壁は裂けているし、玄関は壊れているし、宵の肩には包帯がある。
でも、湯気はちゃんと上がっていた。
「いただきます」
宵が言う。
俺も手を合わせる。
昨日よりも、少しだけ重い「いただきます」だった。
食事の途中、宵がふいに箸を止めた。
「白群は、また来る」
「だろうな」
「次は、もっと強い方法を選ぶと思う」
「……だろうな」
食欲が少し落ちる。
でも、宵は続けた。
「昴は、逃げたほうがいいのかもしれない」
「どこに」
「分からない」
「分からないなら、逃げようがないだろ」
「それでも、私のそばにいるよりは」
「宵」
俺は箸を置いた。
「俺が狙われてる理由が俺自身にあるなら、お前から離れてもあんまり意味ないだろ」
「でも」
「それに、お前がいなかったら、昨日の夜で俺は死んでた」
宵は言葉を失った。
「だから、俺からすれば、お前のそばにいるほうがまだ生きてる可能性が高い」
「合理的な判断か」
「半分くらいはな」
「残り半分は」
「一人にしたくない」
自分で言って、少しだけ照れくさくなった。
でも、言ってしまったものは仕方ない。
宵は箸を持ったまま、じっと俺を見ていた。
「私は、一人ではないのか」
「少なくとも今はな」
宵は視線を落とす。
肉じゃがの湯気が、彼女の表情を少しだけ曖昧にする。
「一人ではない、という状態は」
言いかけて、宵は少し迷った。
「好ましい」
「そこは好きって言ってもいいんじゃないか」
俺が軽く言うと、宵は真面目に考え込んだ。
「……まだ、少し怖い」
「好きが?」
「失うものに名前をつけるような気がする」
その言葉に、俺は何も返せなかった。
宵は自分の記憶を失っている。
名前も、役割も、仲間との関係も、自分が何のために生きていたのかも。
そんな彼女にとって、好きという言葉は、ただ温かいだけのものではないのかもしれない。

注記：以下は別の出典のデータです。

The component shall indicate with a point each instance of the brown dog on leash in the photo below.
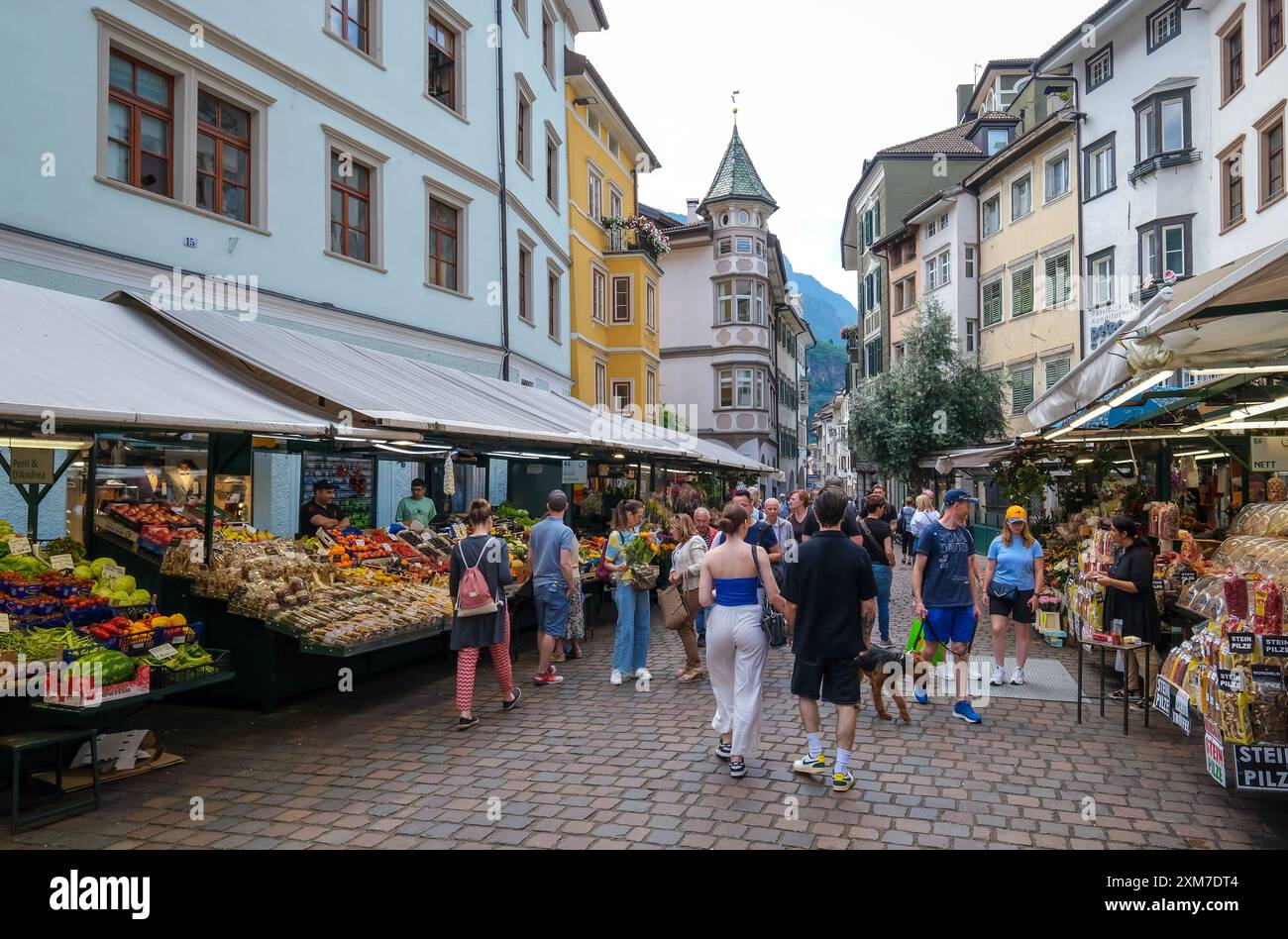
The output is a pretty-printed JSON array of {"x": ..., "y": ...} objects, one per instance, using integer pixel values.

好きだと認めることは、それを失う可能性も同時に認めることだ。
「……そっか」
俺はそれだけ言った。
無理に言わせることじゃない。
少しずつでいい。
たぶん、それが俺たちにできる唯一のやり方だった。
午後、俺は壊れた玄関のことをどうにかするために、最低限の連絡だけを入れた。
説明はかなり苦しかった。夜中に大きな物音がして、扉が壊れた。詳しい原因は分からない。自分でも怪しすぎると思ったが、隕石騒ぎで町全体が混乱しているせいか、相手も深く追及する余裕はなさそうだった。
修理はすぐには来られないらしい。
当然だ。
町では二度の落下物であちこちが混乱している。
「しばらくこのままだな」
電話を切って言うと、宵は壊れた玄関を見た。
「境界が壊れたまま」
「まあな」
「不安か」
「かなり」
「私は、見張る」
「怪我人」
「でも、見張ることはできる」
その言い方が少しだけ必死で、俺は反論を飲み込んだ。
宵も、何かをしたいのだと思った。
自分のせいで壊れたわけではないと言っても、彼女の中では納得できないのだろう。守ること。見張ること。そばにいること。そういう具体的な行動がなければ、自分がここにいていい理由をうまく持てないのかもしれない。
「じゃあ、無理しない範囲で頼む」
そう言うと、宵は少しだけ頷いた。
「任された」
「言い方、ちょっと普通になってきたな」
「そうか」
「うん」
宵は少しだけ考えてから、ぽつりと言った。
「普通に近づくのは、いいことか」
「悪いことじゃないと思う」
「私は、普通ではない」
「知ってる」
「昴も、普通ではないかもしれない」
「……それも、そうかもしれない」
星の鍵。
その言葉が、また胸に落ちる。
俺は自分の手を見た。
何も変わらない手だった。
昨日までと同じ。傷もなければ、特別な光が宿っているわけでもない。こんな手で星を壊すなんて、どう考えても現実味がない。
でも、白群は本気だった。
あいつの中で、それは疑う余地のない事実だった。
「昴」
宵が俺を見る。
「自分が怖いか」
「少し」
正直に答える。
「でも、まだ実感はない」
「私も、自分が怖い」
宵は自分の包帯に触れた。
「何を覚えていないのか分からない。何ができるのかも、どこまで壊せるのかも分からない」
「うん」
「でも、昨日、昴を守りたいと思った」
その声は小さかった。
「それは、怖くなかった」
胸の奥が、少しだけ熱くなる。
「じゃあ、それを覚えておけばいいんじゃないか」
「守りたいと思ったことを?」
「そう」
宵は俺を見た。
「記憶がなくても?」
「なくても」
「また忘れても?」
「そのときは、また教える」
宵は長く黙った。
それから、ほんの少しだけ笑った。
「昴は、面倒なことを簡単に言う」
「そうしないと、やってられないからな」
その笑みは、昨日のものよりも少し自然だった。
夕方になると、町の空は不思議なくらい穏やかだった。
二度も隕石が落ちた町とは思えないほど、空は澄んでいた。窓から見える西の空には薄い橙色が広がり、雲の端が淡く光っている。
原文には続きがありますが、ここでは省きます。